A Thousand Splendid Suns

Khaled Hosseini’s The Kite Runner was one of those books that everyone was reading – and deservedly. It is a wonderful book, epic is scope and clever in its structure. A Thousand Splendid Suns therefore has a very tough act to follow. Many people would have read it simply because of it’s predecessor.

A Thousand Splendid Suns is a very different book to The Kite Runner. This book is about women for a start, and it has a shifting narrative. It is also a bit of an homage to Afghanistan in better times – the scene in the countryside with the Buddhas really is wonderful.

We start with Mariam, the illegitimate child of a local businessman in Herat, Afghanistan. When Mariam’s mother dies, she is married of to Rasheed, a much older man she has never met before, who takes her to live in Kabul. While we don’t expect any grand love story, initially we feel Rasheed may be kind towards Mariam, but her inability to carry a pregnancy to term brings out his innate brutality.

The narrative shifts time and perspective here. Laila, a neighbour of Mariam’s is left orphaned and decides to accept Rasheed’s marriage proposal to protect herself and a dangerous secret. Mariam initially resents Laila immensely, especially when she announces her pregnancy – the one thing Mariam wants more than anything but cannot have. But eventually, the two are brought together almost because of the brute they are both tied to. And as the situation in Afghanistan worsens, so too does the situation within their home. Rasheed exerts more and more power of the women, and Laila, the warrior fights back. Mariam, the carer is also eventually forced to fight to protect those she loves.

There is a devastating climax, but one that reinforces the power of real love and a woman’s ability to endure. It is quite a feminist text in many ways, really.

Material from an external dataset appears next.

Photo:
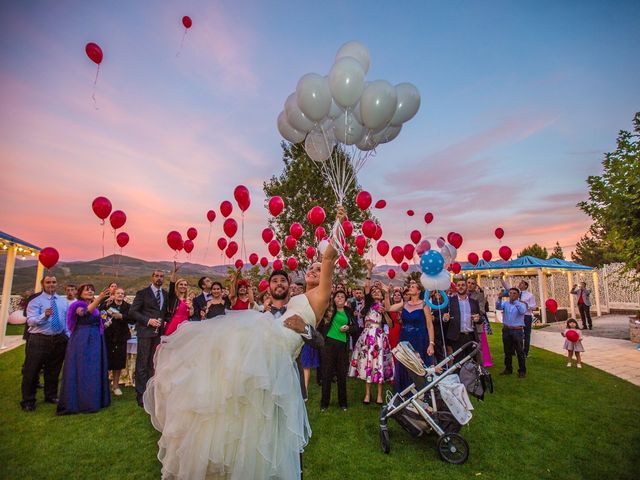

In making the inevitable comparison, readers would have to conclude that A Thousand Splendid Suns is not as good as The Kite Runner, although it is good. The relationship between the two women is wonderful, as is the “wake up” call you inevitably receive from reading such as text – it really makes you value the freedom of lifestyle we have. I do have a few small complaints though. I really enjoyed Part One with Mariam’s story, and never really felt like her voice came through as strongly in the rest of the text. It took me a while to relate to Laila because of this. Also, I could have done without the final few chapters in which everything is wrapped up a little too neatly. Sometimes, a bit if uncertainty in a bad situation is a more realistic ending.